E lo sa bene soprattutto l’attore e regista romano Ivano De Matteo, che al San Calisto ci è cresciuto e che nel 2002  gli ha dedicato un coloratissimo documentario dal titolo “Barricata San Calisto”. Di recente, durante la seconda zona rossa del marzo 2021, De Matteo è tornato a riprendere il suo amato bar, restituendoci un cortometraggio dai toni surreali, forse gli unici davvero consoni al luogo più surreale di Trastevere.

Siamo nel vecchio West, da qui il titolo “Trastwest”, presentato quest’anno alla Mostra del Cinema di Venezia, nella sezione Giornate degli Autori. Proprio per la sua ambientazione, le musiche scelte dal regista non potevano non essere, oltre alle sonorità di Giovannelly, quelle di Ennio Morricone, trasteverino DOC che insieme a Sergio Leone De Matteo ha voluto omaggiare con questo peculiarissimo spaghetti western.

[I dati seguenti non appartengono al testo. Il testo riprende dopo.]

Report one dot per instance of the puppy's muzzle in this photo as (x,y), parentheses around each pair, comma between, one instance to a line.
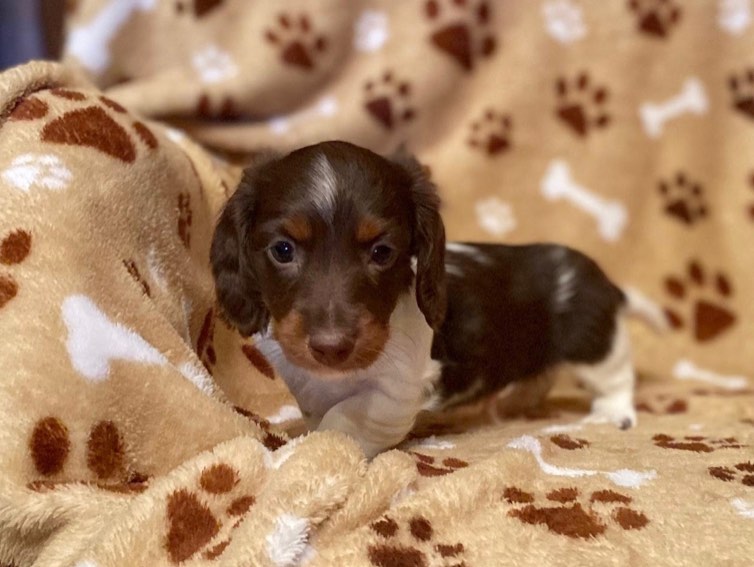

18 minuti di follia vedono susseguirsi immagini rubate dal regista con un iPhone XR, che senza sceneggiatura preesistente le ha riscritte poi al montaggio. Ed eccolo lì il San Calisto, un saloon che ingloba pellegrini e persone di ogni tipo.

L’idea di Trastwest

L’idea di Trastwest, ha raccontato De Matteo, è nata da una scena a cui il regista ha assistito nelle sue passeggiate in zona rossa e cioè Massimo e Roberto, habitué del San Calisto, che usando delle banane al posto delle pistole, si sfidavano a duello. Come se nella tristezza e nel grigiore di una città svuotata i due si fossero detti: “Giochiamo che siamo due cowboy, che Trastevere è il vecchio West e al posto delle pistole usiamo queste due banane”.

E infatti oltre alla modalità istintiva e battagliera di girare, forse è proprio questo quello che ci piace di più e cioè il fatto che Trastwest coglie a pieno una delle caratteristiche più peculiari del San Calisto: quella di essere un’oasi di inoperosità, un luogo che si sottrae alla logica della velocità e della produttività ma che si abbandona, al contrario, a quella del gioco, che deve durare il più possibile, rallentando il tempo come avremmo voluto tutti fare da bambini. Chissà, forse è anche per questo che De Matteo ha scelto il rallenty per raccontare tutto…

In Trastwest il sole cocente si abbatte sui sampietrini, e c’è davvero un’aria allucinata: le facce di Stefano e Sara, due strani amanti al ciglio della strada, si allargano e si deformano mentre sentiamo  il caldo secco del lontano Ovest, ma al posto del Mississipi c’è il biondo Tevere. Due suore camminano, la macchina dei carabinieri gira come fosse il cavallo intransigente di uno sceriffo.

Certo mancano i cactus ma ecco che appare un uomo vestito di pelli e piume: è Maurizio, lo Sciamano di Trastevere. Si accompagna a Lynda, matrona del quartiere. D’altra parte questi volti non hanno nulla da invidiare a Clint Eastwood, Eli Wallach o Lee Van Cleef, e De Matteo sa davvero come riprenderli, come restituirne segni e sfumature.

Stile di ripresa

Li affronta con il suo iPhone, sfida per ogni regista, data l’incapacità dello strumento di cogliere la profondità (ne parlavamo qualche numero fa anche con Gipo Fasano, regista de Le Eumenidi). Profondità che De Matteo però sa restituirci, attraverso tutto l’amore che prova per i suoi protagonisti e per le storie scritte sui loro volti.